The only explanation for reality that makes sense to me is one in which we have (like in the Marvel Universe) an all-powerful, all-knowing, all-present Being that sovereignly sees all that takes place while putting us in a context where our choices truly matter. Judaism, Christianity, and Islam, all fall into this camp—the problem with the first and third is that they don’t account for the perfections of God. God, by God’s nature, to be fully loving and fully good, must not be narcissistic, like Ego from Guardians of the Galaxy, Vol. 2. God must be self-giving, in a loving relationship and communion—forever. Yet that communion can’t happen with the God’s creation, or that God would be dependent on His creation—invalidating His perfections. No, what we see spelled out in the Bible—first in the Old Testament, and more clearly in the New Testament—is that God is three in Personhood, and one in Being. A paradox, not a contradiction. Thus God, for all time, has existed in a self-giving, other-loving orientation—and out of the overflow of that eternal relationship of beauty and goodness and love, created the universe…and you in it. For a full picture of the implications of this conclusion—you have to understand what “the Gospel” is. A starting place to understand this could be another article I wrote about Jesus Christ. Or even this article here. Because the end of the story—the story of reality (not a fictional universe like the one Loki inhabits)—is that we can have an eternal, joyful, reciprocal relationship with the God who created and pursued us to enjoy Himself, in that beautiful combination of His sovereignty and our free choice.
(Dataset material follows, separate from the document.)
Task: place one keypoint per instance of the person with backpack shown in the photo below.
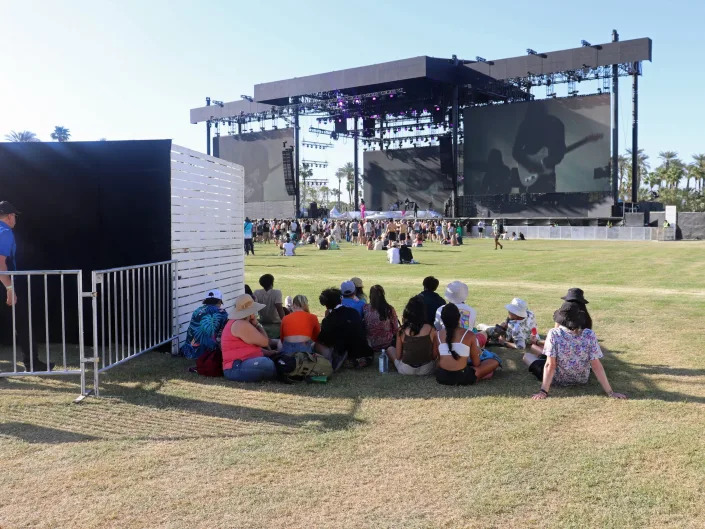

We respond to His loving call to be in relationship with Himself—as our Creator, our Savior, our Lord, and our friend. If you’ve found a more compelling story—a more convincing reality—I would be surprised. And I would be happy to hear more from you about this if you have questions about this.

As concerns Loki, the endpoint of the series is just like postmodernism: don’t look too closely, lest you see the futility of it all. A show in which anything can happen means that nothing matters. The writers have to deftly hide the inherent contradiction in it all, probably in some cliché and sappy ending like with The Good Place. Perhaps they’ll do so in a more mischievous way—though it seems inevitable that Loki (at least one of them) will break the Sacred Timeline, because the Marvel Multiverse is real (and even the title of the next chapter in Doctor Strange). Just remember—that for Loki’s choices to matter, they have to matter. And in a context where anything can happen—and it all leads to nothing of lasting consequence, what really matters anyway? The endpoint will be this: enjoy the show, just don’t think about it too hard, or you might experience existential crisis.